There seems to be a change in the air, doesn't there? I've been amazed at how stoic advertisers have always been in the face of click fraud and viewability issues. There were no doubt private conversations going on, but it rarely became the subject of a public business discussion. Unilever's CMO, Keith Weed, is changing all that this morning by telling the Times that he believes between $6bn to $10bn is spent per year on ads that are never seen. To put that into perspective, that's roughly the GDP of a small economy, such as The Bahamas or Togo, meaning that we have small countries generating as much money each year as advertisers waste on digital display ads that are never viewable to a human.

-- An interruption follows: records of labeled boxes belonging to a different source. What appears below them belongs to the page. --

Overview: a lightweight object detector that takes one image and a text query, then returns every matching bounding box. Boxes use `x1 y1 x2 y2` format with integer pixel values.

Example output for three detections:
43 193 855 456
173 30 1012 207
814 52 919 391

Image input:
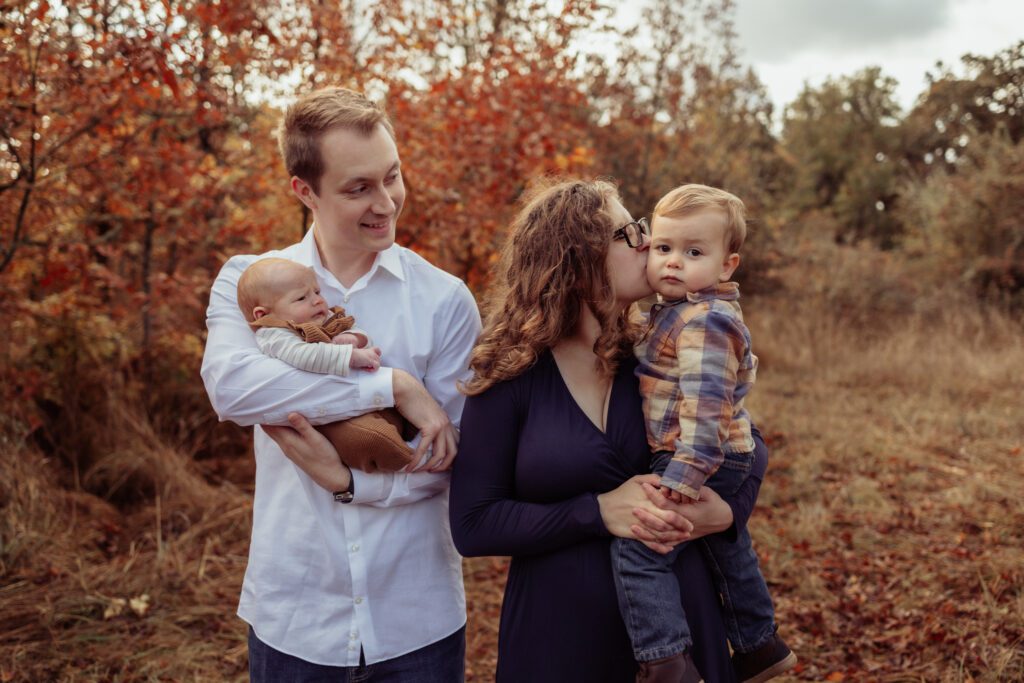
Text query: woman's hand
631 481 733 548
262 413 352 493
597 474 693 554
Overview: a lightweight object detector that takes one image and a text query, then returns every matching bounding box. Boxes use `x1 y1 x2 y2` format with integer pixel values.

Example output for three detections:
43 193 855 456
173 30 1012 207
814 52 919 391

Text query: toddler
612 185 797 681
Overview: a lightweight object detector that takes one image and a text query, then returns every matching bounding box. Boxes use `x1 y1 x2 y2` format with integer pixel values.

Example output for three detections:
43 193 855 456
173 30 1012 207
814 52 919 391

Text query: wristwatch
331 477 355 503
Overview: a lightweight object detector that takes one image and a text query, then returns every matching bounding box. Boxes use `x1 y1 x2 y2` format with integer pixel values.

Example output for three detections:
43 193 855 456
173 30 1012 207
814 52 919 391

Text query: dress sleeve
449 380 609 557
722 426 768 540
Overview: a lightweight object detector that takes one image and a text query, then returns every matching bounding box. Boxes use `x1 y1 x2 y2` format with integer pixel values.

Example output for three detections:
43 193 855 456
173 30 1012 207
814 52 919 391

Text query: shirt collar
654 282 739 310
686 283 739 303
296 225 406 282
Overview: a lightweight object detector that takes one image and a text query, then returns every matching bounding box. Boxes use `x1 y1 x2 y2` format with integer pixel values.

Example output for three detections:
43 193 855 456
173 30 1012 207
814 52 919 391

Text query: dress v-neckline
549 350 615 438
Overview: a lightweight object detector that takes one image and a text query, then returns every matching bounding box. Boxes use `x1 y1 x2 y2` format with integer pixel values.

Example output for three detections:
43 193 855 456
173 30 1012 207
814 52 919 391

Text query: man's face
292 126 406 262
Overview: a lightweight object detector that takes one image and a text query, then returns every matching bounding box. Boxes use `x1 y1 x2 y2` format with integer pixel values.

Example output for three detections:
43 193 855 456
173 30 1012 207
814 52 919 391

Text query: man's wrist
331 464 355 503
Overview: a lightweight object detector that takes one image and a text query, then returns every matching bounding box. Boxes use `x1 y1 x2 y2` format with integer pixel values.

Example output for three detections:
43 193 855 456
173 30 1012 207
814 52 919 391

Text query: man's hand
262 413 352 494
348 346 381 372
391 368 458 472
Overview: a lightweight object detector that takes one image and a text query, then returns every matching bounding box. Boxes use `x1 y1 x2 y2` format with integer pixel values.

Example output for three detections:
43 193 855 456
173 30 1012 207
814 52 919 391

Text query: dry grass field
0 240 1024 683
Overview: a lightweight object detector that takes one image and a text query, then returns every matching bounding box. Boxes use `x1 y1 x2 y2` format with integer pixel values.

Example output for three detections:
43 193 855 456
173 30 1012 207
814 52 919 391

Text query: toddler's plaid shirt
635 283 758 499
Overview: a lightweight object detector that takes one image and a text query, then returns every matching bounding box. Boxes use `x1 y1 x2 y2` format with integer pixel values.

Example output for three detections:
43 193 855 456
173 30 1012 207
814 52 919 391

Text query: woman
450 181 767 683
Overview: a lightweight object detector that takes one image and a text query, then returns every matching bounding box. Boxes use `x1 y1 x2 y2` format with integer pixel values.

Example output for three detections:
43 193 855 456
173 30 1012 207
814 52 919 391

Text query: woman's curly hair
462 178 635 395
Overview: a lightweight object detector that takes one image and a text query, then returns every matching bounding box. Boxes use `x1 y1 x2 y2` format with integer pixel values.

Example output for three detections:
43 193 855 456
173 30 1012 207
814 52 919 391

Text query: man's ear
718 254 739 283
292 175 319 211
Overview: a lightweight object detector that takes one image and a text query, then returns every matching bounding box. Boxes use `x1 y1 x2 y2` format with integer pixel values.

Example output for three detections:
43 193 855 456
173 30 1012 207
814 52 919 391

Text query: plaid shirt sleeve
662 309 744 499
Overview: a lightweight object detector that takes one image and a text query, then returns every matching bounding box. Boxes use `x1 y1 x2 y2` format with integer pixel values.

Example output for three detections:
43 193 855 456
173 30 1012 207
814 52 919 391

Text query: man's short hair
651 184 746 254
278 87 394 194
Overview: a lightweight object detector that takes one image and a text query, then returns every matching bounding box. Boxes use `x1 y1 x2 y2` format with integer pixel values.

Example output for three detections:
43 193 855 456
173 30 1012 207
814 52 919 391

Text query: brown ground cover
0 242 1024 683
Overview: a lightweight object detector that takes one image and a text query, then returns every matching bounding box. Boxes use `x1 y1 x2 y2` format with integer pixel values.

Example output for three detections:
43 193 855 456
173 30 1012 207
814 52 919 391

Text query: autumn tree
904 41 1024 177
782 67 901 246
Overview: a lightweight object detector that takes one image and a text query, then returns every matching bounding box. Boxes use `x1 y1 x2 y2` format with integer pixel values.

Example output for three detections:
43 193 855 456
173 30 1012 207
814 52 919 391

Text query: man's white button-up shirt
203 229 480 667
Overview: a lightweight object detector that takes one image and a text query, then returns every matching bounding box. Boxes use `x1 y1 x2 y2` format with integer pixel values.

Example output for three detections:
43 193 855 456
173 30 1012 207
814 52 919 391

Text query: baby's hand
348 346 381 372
331 332 359 348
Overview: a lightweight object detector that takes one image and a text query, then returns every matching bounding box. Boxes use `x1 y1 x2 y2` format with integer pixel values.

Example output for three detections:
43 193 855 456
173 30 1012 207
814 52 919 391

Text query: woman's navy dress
451 352 767 683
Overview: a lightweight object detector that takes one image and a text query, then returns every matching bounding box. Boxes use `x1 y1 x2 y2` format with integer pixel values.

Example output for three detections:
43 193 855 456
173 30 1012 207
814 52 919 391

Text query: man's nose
371 189 395 216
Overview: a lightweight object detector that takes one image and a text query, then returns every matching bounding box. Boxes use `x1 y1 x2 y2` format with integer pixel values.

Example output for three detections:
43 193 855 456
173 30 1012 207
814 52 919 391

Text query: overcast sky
736 0 1024 114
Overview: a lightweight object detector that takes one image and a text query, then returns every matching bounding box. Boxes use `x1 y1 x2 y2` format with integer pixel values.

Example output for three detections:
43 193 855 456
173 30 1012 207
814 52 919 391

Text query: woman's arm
450 381 690 557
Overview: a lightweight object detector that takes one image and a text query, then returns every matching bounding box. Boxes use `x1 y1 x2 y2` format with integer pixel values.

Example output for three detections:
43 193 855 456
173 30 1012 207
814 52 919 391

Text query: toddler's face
647 209 739 300
267 266 331 323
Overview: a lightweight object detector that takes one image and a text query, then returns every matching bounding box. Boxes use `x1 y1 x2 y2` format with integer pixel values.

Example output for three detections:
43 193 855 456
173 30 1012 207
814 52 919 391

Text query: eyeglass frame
611 216 650 249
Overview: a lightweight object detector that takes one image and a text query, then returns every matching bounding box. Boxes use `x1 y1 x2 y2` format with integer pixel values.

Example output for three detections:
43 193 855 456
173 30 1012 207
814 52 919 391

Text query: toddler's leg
700 454 775 652
611 539 693 661
702 528 775 652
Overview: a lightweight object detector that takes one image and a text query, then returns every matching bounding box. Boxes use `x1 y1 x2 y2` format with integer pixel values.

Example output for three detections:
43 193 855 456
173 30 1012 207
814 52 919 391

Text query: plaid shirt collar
655 282 739 309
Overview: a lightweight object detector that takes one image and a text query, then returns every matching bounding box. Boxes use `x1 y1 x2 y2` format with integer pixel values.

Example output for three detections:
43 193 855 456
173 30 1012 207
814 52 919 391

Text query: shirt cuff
359 368 394 411
348 468 388 503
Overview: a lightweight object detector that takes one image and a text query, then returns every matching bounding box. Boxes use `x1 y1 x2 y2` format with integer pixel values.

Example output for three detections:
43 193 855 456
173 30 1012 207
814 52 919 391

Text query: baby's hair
239 257 308 323
651 184 746 254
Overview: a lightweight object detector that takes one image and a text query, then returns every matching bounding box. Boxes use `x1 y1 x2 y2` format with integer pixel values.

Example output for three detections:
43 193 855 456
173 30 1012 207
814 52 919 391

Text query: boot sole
743 652 797 683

It's hardly surprising, then, that one of the world's biggest advertisers -- with a reputed $5bn annual marketing budget for brands including PG Tipps, Dove and Ben & Jerry's -- is speaking out on the subject. Very few have ever put their necks on the line and revealed how the ad industry -- and by definition every advertiser -- is being conned out of billions of dollars by systems by fake sites and click fraud. When you consider the fees that go into buying display, it's not hard to believe ISBA ('the voice of the advertiser') when it claims that auditors have confided in some brands that only half of what they spend actually goes to viewable media.
Weed outlined the three challenges to the industry as being the bots, viewability (particularly with regard to video when audio is not on) and the impact of ad-blocking software.
The wish list is very clear, and requires the agencies -- through whom the likes of Unilever operate -- to develop the tools, or work solely with people who have the tools, to only charge when ad has been viewable to a real person.
To my mind, this is the only future for agencies -- to be the sheriff in the Wild West who can assure advertisers that someone has their back and is ensuring, as best they can, that their budget goes to ads that can be seen.
The big takeaway now for agencies, however, is that big brands are beginning to openly talk about the problems and giving briefings on what they think needs tackling.
If alarm bells are not ringing very loudly in every nation across the globe, they should be.